The 2007 Shand report on rates found income-based rates systems were more equitable, but also that there is a high correlation between property value and household income, and "the Panel considers that rates-based funding of local government is not inherently inequitable." I'd almost buy the income-is-more-equitable-than-property-value argument if the market was providing more affordable housing, thus keeping house prices lower overall, and if property investors couldn't use property tax losses to avoid paying their fair share. Would an income-based system mean the rest of us subsidise them even more than we already do? At least property-based rates captures property owners regardless of tax status.
The Reverend Unasa also promised cuts, starting with the Mayor's office, and a look at the number of consultants used by the Council. The problem with this is that consultants are doing work the Council might otherwise have to employ actual human beings to do. If the work needs to be done but there are going to be 'cuts' and a limit on the hiring of consultants, then what actually gets done? Not facilities maintenance down at the Manukau Sports bowl, that's for sure.
The deeper issue sitting under all this 'no rates rises for the elderly' is the extent to which elderly residents sitting on ever more valuable properties should be shielded from having to contribute to the wider social good, or having to pay a levy on the increased value of their properties: properties they undoubtedly obtained in a time of full employment, free university study and (often) subsidised government mortgages.
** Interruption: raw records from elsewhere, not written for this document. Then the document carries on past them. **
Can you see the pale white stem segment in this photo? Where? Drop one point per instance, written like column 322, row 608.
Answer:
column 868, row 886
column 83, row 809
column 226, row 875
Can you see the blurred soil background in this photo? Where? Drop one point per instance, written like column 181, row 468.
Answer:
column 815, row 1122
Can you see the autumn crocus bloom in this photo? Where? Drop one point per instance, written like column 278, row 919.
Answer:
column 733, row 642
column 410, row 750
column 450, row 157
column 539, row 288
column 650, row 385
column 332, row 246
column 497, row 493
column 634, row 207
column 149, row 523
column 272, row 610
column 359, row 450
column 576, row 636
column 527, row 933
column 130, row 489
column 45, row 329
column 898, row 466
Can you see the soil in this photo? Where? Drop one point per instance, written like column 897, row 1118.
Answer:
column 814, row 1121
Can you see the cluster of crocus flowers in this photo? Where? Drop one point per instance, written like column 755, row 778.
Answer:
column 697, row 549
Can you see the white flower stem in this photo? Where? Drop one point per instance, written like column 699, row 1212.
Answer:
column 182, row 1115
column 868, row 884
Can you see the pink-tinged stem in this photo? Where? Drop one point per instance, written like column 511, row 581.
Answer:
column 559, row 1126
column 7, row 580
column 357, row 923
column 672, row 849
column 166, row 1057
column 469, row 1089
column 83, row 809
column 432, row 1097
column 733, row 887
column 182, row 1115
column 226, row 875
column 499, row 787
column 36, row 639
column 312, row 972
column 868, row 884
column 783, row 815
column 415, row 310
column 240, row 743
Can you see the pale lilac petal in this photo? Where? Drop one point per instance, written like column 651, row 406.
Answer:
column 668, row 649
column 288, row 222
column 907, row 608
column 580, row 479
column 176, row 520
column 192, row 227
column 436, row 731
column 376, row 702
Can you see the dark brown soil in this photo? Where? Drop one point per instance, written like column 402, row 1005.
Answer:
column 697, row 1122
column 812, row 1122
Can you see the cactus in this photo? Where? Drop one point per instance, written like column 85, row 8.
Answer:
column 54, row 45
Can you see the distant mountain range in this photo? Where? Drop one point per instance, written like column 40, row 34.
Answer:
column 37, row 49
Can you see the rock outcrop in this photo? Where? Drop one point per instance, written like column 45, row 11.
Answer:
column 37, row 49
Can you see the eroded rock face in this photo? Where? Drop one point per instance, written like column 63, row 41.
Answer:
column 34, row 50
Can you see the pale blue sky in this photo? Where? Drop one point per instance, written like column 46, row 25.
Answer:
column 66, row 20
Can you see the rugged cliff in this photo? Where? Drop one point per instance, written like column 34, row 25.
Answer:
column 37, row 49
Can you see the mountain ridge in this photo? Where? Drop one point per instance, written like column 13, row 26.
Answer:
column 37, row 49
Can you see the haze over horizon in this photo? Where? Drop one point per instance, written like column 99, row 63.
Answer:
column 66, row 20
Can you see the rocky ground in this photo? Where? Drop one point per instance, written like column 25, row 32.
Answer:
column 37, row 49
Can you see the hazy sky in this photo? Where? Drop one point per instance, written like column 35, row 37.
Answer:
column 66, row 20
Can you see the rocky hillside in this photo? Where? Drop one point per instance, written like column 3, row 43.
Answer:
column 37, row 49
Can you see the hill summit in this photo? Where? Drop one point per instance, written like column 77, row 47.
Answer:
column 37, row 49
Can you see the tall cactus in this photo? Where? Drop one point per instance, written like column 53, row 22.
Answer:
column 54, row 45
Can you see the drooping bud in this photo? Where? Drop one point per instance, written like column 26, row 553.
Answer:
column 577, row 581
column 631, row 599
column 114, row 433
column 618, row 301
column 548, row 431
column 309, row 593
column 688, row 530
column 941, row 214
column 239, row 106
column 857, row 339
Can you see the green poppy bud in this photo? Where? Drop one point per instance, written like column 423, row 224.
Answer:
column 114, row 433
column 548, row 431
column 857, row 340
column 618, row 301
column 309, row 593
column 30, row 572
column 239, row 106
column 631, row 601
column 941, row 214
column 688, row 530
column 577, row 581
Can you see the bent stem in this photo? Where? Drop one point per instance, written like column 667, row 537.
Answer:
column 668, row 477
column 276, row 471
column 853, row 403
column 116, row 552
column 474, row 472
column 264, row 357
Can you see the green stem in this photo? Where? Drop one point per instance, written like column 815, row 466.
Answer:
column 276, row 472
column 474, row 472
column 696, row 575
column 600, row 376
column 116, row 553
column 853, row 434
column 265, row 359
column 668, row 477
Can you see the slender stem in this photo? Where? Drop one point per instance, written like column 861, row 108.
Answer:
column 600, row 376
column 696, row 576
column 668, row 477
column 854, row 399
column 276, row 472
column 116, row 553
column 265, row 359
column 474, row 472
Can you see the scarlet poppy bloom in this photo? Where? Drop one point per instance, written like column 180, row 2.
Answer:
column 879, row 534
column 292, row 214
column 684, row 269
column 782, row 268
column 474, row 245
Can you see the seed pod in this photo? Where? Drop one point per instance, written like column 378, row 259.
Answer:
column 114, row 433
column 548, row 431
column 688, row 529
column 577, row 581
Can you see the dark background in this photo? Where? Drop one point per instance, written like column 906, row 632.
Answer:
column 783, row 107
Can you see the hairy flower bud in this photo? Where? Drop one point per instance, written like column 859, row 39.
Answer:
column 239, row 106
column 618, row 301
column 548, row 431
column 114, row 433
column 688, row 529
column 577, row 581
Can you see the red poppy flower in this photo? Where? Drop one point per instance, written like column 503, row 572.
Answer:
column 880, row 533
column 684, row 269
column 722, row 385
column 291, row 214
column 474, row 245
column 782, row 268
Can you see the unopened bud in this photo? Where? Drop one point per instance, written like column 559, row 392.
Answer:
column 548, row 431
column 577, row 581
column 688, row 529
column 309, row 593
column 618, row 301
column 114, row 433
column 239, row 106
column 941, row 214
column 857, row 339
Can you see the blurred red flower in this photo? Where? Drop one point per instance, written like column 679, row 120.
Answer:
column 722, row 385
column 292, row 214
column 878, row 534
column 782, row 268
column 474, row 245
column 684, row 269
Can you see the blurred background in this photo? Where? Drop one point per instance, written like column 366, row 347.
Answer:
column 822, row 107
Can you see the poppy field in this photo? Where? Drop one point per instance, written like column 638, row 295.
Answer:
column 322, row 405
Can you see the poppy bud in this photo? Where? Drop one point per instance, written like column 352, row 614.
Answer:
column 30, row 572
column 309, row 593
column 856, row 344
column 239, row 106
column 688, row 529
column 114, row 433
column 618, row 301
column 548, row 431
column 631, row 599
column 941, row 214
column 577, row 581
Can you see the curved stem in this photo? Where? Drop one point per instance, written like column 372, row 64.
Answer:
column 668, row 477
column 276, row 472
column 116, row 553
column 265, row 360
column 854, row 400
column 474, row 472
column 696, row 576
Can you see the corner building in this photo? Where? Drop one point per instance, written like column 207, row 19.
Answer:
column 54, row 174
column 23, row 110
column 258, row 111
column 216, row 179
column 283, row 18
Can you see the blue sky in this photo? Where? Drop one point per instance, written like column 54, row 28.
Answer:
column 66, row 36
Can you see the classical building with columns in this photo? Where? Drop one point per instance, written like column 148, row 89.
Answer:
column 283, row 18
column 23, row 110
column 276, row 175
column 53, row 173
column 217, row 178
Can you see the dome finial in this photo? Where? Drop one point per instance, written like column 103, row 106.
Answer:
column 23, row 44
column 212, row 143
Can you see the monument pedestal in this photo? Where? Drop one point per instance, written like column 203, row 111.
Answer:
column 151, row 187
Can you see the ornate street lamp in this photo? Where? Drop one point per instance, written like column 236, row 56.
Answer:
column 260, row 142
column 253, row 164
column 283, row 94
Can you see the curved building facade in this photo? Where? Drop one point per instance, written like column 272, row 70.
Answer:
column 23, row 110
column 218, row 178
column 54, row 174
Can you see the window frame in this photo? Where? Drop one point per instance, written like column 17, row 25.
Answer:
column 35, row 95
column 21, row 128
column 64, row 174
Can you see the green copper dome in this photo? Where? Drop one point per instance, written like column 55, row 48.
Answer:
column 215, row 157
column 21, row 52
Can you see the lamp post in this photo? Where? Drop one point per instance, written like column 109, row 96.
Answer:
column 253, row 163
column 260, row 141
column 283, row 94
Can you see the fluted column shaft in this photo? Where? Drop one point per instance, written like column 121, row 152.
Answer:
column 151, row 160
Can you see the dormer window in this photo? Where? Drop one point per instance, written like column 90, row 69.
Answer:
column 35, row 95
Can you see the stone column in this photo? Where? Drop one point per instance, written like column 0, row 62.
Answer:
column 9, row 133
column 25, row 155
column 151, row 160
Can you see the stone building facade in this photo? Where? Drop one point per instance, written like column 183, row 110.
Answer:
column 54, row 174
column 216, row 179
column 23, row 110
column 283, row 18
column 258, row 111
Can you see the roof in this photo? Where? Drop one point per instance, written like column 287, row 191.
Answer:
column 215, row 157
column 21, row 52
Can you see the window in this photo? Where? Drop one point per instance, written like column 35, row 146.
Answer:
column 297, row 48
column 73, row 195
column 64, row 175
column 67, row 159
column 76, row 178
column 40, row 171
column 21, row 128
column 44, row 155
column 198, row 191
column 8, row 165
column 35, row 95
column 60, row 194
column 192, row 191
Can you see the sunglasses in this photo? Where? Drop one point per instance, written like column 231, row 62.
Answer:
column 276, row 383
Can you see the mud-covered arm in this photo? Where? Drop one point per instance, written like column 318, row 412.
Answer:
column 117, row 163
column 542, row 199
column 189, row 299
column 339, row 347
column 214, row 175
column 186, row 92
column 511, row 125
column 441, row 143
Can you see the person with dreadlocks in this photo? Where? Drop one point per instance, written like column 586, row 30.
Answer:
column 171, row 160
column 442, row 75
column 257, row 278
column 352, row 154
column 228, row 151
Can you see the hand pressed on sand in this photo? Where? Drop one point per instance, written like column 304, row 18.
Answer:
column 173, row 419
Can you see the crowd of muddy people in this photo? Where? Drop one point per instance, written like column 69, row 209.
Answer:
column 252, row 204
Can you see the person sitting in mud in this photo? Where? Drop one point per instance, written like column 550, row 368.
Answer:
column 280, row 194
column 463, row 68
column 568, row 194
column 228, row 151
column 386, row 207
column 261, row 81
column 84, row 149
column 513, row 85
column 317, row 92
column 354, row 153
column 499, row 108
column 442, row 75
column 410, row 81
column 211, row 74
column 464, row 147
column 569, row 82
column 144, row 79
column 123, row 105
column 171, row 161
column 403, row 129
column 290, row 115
Because at some point the polity, whether through central or local government, is going to decide to tax those rising property values through a capital gains or other property tax, means testing of services for the elderly or some other mechanism. Grey Power might not like it, but a property value-based rating system at least makes it look like the elderly and their accumulated wealth are contributing something to society at a time when their grandchildren are struggling to purchase even a modestly priced Auckland home.
The Radio NZ report noted a high approval rating among the audience for John Palino. Grey Power (and the rest of us) need to be very careful what they wish for.